Keeping the Rhythm: hERG and Beyond in Cardiovascular Safety Pharmacology

Clemens Möller

Disclosures

Expert Rev Clin Pharmacol. 2010;3(3):321-329. 

In This Article

Five-year View

Scientific research has given us a fairly good, and still continuously improving, knowledge about TdP and other cardiac arrhythmias and malfunctions and their molecular causes. These understandings are also increasingly considered by regulatory authorities concerned with cardiac safety pharmacology. It is important to keep in mind that (in vitro) hERG channel blockade, as well as (in vivo) QT interval prolongation, only gives indications of possible cardiac side effects.
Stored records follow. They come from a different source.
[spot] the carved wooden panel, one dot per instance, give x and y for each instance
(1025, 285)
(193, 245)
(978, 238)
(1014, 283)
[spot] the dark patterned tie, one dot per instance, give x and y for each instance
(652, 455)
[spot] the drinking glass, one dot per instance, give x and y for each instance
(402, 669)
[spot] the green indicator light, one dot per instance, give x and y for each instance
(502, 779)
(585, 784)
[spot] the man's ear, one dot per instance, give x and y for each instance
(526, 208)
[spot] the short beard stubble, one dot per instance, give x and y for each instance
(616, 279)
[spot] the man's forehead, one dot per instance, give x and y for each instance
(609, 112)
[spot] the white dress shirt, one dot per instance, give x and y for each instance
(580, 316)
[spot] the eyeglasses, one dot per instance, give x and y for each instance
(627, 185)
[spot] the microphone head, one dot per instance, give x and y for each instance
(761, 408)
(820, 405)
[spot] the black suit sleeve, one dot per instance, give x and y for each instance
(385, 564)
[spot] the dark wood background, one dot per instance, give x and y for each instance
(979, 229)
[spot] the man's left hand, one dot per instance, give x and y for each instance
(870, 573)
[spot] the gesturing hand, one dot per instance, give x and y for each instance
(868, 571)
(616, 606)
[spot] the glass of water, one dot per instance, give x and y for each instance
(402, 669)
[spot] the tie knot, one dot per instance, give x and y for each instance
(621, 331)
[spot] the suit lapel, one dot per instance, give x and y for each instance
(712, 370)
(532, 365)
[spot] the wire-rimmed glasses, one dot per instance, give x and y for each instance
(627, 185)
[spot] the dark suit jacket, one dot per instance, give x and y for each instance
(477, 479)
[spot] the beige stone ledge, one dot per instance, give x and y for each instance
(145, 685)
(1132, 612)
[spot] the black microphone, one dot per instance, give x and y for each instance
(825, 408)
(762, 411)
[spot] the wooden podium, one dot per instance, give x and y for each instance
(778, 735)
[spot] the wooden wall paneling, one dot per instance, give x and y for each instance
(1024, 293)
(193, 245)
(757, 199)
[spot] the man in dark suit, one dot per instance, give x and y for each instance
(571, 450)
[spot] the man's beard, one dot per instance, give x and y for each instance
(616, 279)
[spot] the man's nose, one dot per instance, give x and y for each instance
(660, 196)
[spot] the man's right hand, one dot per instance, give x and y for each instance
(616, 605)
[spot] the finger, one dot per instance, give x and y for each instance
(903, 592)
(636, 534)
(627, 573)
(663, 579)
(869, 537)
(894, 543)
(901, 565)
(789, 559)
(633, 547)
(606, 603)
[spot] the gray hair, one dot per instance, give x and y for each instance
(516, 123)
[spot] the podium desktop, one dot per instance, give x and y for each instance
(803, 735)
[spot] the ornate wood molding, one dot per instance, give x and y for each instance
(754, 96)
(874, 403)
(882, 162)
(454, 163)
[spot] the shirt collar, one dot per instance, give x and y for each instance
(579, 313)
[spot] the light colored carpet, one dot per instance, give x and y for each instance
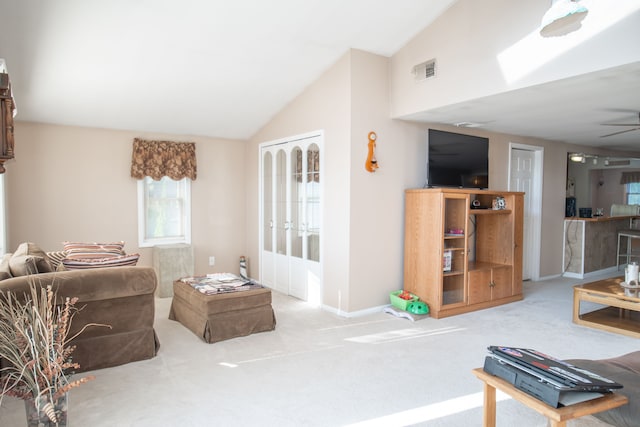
(318, 369)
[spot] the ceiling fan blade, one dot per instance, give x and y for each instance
(618, 133)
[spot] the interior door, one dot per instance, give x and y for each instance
(523, 178)
(291, 214)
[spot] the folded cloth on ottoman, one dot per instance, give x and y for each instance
(625, 370)
(222, 316)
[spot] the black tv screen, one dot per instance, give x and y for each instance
(457, 160)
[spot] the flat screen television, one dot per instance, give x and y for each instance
(457, 160)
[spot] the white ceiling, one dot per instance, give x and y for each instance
(218, 68)
(225, 68)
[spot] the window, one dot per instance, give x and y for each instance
(164, 211)
(633, 193)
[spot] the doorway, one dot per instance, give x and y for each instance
(290, 216)
(525, 174)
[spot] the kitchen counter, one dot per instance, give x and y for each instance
(590, 244)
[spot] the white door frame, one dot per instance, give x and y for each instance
(314, 276)
(536, 203)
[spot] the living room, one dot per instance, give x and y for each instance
(71, 181)
(93, 164)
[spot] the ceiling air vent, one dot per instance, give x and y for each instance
(425, 70)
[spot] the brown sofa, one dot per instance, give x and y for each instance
(625, 370)
(122, 297)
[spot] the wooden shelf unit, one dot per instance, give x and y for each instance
(486, 258)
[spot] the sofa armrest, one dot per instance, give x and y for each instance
(88, 285)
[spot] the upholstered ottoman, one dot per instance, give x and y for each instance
(223, 316)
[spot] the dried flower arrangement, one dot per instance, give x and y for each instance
(34, 337)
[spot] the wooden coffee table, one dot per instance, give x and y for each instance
(621, 313)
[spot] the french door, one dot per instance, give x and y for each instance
(290, 224)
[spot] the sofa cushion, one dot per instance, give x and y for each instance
(55, 258)
(29, 259)
(5, 270)
(93, 250)
(82, 263)
(625, 370)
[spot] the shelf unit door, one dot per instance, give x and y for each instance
(422, 245)
(479, 286)
(455, 213)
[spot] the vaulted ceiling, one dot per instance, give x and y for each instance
(225, 68)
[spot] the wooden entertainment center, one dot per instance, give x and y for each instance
(463, 248)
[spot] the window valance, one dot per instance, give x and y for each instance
(630, 177)
(156, 159)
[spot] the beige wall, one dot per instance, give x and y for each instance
(324, 105)
(72, 183)
(507, 52)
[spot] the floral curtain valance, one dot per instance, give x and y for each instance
(156, 159)
(630, 177)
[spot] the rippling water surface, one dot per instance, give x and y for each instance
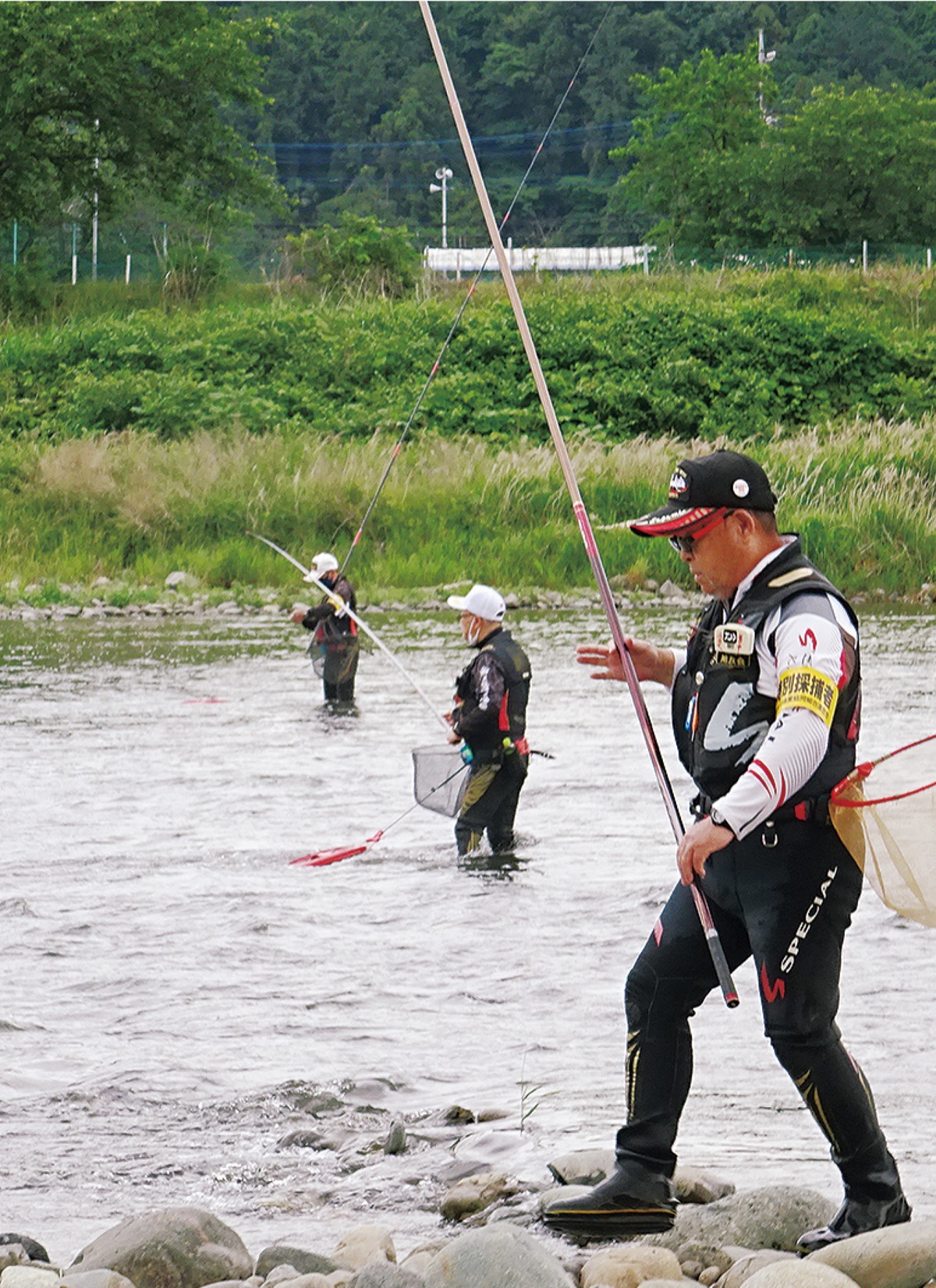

Although the currently effective clinical[72,73] and preclinical regulatory guidelines are still focusing on these surrogate markers, evidence exists that regulatory authorities are adopting a more differentiated view.[1,18] In particular, the currently effective ICH S7B document is now already 5 years old, and it should be clear that this should be read as what it is: a guidance, not a doctrine.[32] Thus, the guidelines do leave the necessary freedom to follow latest scientific insights. In particular, the predictivity of the widely used QT interval as a surrogate marker for proarrhythmic risk is increasingly questioned. Other parameters, including triangulation of the action potential[59,60] and effects on transmural dispersion,[74,75] have been shown to be much better predictors of torsadogenicity, while the QT interval has been shown to yield a number of false positives and false negatives[64] in predicting the proarrhythmic effects of compounds.
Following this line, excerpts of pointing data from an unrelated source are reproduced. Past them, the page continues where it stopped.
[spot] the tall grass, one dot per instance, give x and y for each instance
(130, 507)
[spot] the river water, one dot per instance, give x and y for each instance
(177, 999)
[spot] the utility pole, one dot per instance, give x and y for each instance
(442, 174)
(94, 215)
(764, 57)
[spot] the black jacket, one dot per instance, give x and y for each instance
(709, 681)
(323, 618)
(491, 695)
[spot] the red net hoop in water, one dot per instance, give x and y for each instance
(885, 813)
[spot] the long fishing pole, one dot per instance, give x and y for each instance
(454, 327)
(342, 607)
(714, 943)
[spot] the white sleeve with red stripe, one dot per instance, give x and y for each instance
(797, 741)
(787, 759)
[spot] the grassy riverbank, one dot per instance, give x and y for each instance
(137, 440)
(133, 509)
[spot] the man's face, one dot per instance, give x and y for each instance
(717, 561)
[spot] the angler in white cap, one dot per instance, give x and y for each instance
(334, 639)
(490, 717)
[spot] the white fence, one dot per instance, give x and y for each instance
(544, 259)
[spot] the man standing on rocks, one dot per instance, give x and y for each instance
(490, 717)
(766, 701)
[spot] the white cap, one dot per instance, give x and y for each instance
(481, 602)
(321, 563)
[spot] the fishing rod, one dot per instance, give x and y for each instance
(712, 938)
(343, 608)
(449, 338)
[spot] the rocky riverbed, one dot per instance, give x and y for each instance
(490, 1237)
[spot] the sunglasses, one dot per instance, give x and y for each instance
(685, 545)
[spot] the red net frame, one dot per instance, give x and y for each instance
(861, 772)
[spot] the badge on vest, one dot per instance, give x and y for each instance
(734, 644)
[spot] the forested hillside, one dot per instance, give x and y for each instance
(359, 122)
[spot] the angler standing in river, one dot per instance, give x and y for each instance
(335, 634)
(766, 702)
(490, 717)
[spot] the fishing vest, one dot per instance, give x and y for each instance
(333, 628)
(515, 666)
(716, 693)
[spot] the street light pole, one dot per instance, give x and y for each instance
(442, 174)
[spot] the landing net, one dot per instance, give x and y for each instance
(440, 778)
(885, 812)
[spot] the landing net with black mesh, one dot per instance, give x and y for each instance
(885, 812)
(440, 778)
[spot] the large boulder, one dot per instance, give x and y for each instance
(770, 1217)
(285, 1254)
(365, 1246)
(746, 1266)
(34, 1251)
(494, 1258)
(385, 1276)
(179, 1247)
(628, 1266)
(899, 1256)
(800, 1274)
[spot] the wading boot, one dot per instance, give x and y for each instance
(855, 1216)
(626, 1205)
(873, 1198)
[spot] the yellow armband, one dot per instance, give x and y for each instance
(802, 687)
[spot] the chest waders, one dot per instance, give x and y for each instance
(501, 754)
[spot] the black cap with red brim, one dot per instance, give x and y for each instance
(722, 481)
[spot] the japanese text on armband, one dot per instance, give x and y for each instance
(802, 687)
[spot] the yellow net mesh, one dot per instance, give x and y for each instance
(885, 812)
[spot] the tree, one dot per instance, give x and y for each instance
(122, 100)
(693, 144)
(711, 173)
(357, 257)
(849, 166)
Development and validation of novel cardiac test systems is ongoing, and while these may not be meant to replace hERG channel electrophysiology, they are expected to deliver valuable additional information. In addition, structural details of the hERG channel pore are being unraveled and will increasingly help medicinal chemists to design compounds with reduced hERG liabilities, keeping the target affinity intact.

Significant hope is placed in human stem cell-derived cardiac myocytes, which should prove a valuable source of high-quality homogenous cardiac cells. Owing to the importance of the hERG channel for drug-induced arrhythmias, it could be expected that investigations in myocytes may not replace electrophysiological hERG channel investigations in heterologous expression systems. Rather, electrophysiological action potential recordings of myocytes, be it by patch clamping, or by electrode arrays, provide information beyond pure hERG channel blockade.[76] Thus, it allows us to gain information on the activity of compounds on the 'complex concert of ion channels', in their more native environment than by heterologous expression. Cellular test systems using stem cell-derived ventricular myocytes could, therefore, potentially reduce the requirement for testing of selected compounds on individual cardiac ion channels in addition to the hERG channel, and could potentially help to increase the cardiac safety of drugs.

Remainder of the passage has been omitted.